Democracy Day: Nothing To Celebrate, Say Buhari, Atiku


By Chuks Okocha, Abuja
As Nigeria marks ten years of democracy, former head of state, General Muhammadu Buhari, former vice president, Atiku Abubakar and former presidential candidate and secretary to the government of the federation, Chief Olu Falae, yesterday said that there was nothing to celebrate.

They said instead of celebrating, Nigerians should join hands with promoters of the proposed mega party to mark what it called the First Electoral Reform Day.

Speaking during the ceremony in Abuja, General Buhari openly declared support for the formation of the mega party to checkmate the Peoples Democratic Party (PDP) during the 2011 elections.

“There is nothing to celebrate as we mark ten years of democracy in Nigeria. What we are celebrating today is the Electoral Reform Day and not the Democracy Day.

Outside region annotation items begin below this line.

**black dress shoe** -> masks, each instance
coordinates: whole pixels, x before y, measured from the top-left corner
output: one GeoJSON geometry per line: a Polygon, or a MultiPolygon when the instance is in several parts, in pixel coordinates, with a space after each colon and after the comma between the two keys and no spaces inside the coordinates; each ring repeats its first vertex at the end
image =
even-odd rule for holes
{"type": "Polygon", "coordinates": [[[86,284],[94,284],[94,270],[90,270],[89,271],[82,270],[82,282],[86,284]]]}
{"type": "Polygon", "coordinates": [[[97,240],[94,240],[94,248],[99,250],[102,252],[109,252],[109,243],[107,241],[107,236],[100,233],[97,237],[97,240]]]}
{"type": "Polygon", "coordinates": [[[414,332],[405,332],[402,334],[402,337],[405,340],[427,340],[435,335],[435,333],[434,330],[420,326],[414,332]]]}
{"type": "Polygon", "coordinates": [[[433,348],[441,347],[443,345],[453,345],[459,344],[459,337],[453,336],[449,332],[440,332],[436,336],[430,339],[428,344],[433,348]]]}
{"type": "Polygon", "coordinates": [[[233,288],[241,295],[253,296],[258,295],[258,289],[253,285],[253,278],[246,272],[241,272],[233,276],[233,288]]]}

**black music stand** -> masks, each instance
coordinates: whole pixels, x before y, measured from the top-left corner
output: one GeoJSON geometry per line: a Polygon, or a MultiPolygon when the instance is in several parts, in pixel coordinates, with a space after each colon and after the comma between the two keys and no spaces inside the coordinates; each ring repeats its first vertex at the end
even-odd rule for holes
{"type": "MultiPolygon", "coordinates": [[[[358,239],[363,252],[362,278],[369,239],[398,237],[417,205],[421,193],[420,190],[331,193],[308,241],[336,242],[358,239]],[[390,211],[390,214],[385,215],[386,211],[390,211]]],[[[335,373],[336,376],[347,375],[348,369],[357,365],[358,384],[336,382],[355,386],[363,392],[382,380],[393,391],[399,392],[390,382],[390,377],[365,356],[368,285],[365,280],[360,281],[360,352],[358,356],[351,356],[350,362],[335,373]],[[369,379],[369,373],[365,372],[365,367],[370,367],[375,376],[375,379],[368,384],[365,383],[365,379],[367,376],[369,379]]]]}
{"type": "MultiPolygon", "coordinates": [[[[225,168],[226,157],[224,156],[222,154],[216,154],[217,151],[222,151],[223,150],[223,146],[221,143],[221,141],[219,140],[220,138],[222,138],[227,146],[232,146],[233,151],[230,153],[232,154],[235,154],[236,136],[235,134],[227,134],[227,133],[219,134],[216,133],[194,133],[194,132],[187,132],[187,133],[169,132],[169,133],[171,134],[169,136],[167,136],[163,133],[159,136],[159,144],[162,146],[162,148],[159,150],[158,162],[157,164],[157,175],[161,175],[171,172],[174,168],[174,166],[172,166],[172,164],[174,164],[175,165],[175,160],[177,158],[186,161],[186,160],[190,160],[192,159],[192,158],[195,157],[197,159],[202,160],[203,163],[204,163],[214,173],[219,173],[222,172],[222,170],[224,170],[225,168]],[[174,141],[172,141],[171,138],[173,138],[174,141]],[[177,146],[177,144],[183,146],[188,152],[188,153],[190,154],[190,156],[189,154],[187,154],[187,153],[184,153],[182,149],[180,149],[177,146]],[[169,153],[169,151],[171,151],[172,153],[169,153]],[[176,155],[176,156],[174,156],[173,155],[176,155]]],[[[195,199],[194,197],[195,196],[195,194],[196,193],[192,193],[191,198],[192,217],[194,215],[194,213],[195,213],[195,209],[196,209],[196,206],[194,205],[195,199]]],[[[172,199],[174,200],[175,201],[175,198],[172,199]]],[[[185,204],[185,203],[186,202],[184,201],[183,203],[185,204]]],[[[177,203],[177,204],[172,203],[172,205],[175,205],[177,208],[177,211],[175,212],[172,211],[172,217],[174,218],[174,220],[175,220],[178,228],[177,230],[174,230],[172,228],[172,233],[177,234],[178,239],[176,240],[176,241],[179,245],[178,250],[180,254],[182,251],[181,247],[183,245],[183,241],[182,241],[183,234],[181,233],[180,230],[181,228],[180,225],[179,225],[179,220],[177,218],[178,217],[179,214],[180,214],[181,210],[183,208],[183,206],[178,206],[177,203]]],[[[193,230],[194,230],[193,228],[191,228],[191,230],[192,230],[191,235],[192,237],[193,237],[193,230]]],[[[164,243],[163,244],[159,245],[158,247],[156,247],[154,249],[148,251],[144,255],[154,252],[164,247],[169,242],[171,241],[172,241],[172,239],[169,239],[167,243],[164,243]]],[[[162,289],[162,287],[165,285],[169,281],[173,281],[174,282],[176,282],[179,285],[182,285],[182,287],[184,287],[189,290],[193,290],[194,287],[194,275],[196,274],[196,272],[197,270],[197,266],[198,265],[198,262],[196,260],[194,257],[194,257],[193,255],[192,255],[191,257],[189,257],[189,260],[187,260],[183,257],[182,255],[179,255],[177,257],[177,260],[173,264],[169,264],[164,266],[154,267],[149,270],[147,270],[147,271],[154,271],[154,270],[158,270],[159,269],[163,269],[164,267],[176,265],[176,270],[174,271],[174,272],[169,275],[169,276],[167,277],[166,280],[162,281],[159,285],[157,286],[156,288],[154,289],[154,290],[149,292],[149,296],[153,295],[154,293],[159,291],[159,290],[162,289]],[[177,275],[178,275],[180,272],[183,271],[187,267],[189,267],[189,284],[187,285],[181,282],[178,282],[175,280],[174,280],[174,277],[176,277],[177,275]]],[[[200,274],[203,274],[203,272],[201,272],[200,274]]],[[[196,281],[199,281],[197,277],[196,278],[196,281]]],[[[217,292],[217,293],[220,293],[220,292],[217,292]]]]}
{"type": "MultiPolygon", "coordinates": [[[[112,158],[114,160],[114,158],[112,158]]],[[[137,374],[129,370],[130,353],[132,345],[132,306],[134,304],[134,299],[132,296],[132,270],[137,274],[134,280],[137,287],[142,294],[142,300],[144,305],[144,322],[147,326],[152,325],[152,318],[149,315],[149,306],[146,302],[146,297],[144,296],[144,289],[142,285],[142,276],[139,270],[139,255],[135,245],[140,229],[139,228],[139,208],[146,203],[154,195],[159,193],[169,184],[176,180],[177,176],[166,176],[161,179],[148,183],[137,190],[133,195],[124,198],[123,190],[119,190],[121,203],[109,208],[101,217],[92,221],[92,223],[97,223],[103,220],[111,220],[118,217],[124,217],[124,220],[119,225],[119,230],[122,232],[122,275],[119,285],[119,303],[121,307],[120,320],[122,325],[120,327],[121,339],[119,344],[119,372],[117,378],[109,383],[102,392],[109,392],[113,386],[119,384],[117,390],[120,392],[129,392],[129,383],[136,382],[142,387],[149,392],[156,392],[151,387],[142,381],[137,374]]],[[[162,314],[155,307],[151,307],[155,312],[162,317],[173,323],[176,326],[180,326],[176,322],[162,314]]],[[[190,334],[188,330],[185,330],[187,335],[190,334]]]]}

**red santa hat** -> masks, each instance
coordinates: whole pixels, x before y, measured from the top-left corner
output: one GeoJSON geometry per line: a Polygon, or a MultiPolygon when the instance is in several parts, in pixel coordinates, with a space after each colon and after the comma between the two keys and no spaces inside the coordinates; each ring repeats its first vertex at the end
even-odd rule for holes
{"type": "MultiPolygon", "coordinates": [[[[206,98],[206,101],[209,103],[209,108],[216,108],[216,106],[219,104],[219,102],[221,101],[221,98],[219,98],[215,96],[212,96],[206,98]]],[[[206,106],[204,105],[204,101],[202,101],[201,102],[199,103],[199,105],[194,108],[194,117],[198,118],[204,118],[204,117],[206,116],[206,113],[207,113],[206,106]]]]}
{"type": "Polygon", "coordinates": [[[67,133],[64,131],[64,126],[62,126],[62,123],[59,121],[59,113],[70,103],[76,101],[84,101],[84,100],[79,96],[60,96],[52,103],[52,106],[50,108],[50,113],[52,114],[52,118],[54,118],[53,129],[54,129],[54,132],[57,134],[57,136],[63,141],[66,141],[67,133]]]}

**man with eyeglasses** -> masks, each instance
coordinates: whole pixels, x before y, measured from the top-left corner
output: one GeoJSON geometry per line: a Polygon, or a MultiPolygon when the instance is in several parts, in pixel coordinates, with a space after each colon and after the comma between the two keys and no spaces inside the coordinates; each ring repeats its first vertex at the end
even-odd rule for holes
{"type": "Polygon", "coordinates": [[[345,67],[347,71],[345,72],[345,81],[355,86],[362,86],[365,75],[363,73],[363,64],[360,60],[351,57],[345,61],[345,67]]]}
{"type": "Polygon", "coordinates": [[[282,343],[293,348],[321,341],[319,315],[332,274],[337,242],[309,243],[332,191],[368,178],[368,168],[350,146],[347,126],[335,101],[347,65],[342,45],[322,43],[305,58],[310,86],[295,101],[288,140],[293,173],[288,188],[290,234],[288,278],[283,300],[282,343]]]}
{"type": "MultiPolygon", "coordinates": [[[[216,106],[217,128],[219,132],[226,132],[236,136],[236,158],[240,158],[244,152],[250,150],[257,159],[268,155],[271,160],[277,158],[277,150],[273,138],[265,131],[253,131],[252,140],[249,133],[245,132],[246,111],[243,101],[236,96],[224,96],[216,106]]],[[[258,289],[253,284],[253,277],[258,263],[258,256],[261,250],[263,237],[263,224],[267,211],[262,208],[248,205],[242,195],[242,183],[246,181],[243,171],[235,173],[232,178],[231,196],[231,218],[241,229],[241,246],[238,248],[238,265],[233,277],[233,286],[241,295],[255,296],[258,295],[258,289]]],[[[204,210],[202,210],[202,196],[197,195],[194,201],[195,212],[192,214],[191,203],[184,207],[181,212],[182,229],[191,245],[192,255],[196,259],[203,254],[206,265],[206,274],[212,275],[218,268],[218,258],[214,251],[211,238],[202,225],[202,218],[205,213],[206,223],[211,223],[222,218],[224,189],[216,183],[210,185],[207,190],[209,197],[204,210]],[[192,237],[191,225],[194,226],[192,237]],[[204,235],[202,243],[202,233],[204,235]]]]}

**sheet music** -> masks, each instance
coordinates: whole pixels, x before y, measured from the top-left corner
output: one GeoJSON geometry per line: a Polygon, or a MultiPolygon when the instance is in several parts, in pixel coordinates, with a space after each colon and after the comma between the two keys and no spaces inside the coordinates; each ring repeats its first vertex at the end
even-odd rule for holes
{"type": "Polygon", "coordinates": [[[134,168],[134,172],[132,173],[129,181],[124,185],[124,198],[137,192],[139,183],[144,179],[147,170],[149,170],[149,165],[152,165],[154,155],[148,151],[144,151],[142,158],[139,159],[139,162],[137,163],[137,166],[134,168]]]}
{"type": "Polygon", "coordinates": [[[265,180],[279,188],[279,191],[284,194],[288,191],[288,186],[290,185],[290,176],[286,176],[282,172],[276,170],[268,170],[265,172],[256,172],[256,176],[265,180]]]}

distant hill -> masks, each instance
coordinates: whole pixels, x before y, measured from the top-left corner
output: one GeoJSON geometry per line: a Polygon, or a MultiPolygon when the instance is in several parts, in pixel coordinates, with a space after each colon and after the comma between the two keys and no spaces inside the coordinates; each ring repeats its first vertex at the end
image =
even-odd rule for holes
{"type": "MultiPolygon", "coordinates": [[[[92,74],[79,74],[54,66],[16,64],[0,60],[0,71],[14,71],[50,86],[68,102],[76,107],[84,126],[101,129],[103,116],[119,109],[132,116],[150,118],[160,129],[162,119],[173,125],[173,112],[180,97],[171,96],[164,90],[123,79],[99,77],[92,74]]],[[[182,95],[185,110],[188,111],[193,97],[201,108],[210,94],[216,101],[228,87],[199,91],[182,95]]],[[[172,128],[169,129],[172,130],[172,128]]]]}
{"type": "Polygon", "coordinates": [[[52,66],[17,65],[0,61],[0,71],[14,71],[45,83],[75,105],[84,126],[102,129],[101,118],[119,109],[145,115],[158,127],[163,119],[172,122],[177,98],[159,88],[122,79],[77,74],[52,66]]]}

“Every Nigerian should stand up to be counted as a supporter of the formation of a mega party,” Buhari said.

Buhari threw his weight behind the formation of the party, adding that he was always being briefed on the activities of the proposed party.

Atiku was represented by one Ahmed Yusuf, who said that the former vice president was an active supporter of the Mega Party Movement.

He also chided PDP and its “cohorts” for allegedly bastardising democracy in Nigeria.

Atiku, he said, was in support of the struggle for free and fair elections in Nigeria, adding that that the era of “carry-go” politics is over.

Falae who was the chairman of the occasion, also said there was nothing to celebrate on the tenth anniversary of democratic governance in the country.

Rather, he said opposition politicians have chosen to use May 29 2009 as a day to fight for genuine electoral reforms “which will engender a transparent electoral system.”

Falae lambasted the PDP, saying it represents “an ideologically-bankrupt and decadent ruling elite presiding over the administration of the nation in the past ten years.”

The former SGF added: “The 1999 elections as imperfect as it was, has remained remarkably better than any election conducted by the PDP government in the past ten years.”

Falae said he was in support of the Uwais committee's recommendation that the National Judicial Commission (NJC) should advertise the positions of INEC chairman “and then shortlist three people for the National Council of States, which would then select a candidate and send to the Senate for approval.”

Also, he said the Mega Party Movement would soon present a private members' bill on electoral reforms to the National Assembly.

On the chances of members of the mega party being infiltrated by the ruling PDP and security agents, Falae said, “as politicians, we know who is who and will know what to do when such situations arise.”

The chairman of the Conference of Nigeria Political Parties (CNPP), Alhaji Balarabe Musa also allayed concerns that the proposed mega party would be stunted by too many presidential aspirants.

He explained that the party by 2011 would only present a consensus presidential candidate to the support and admiration of its members.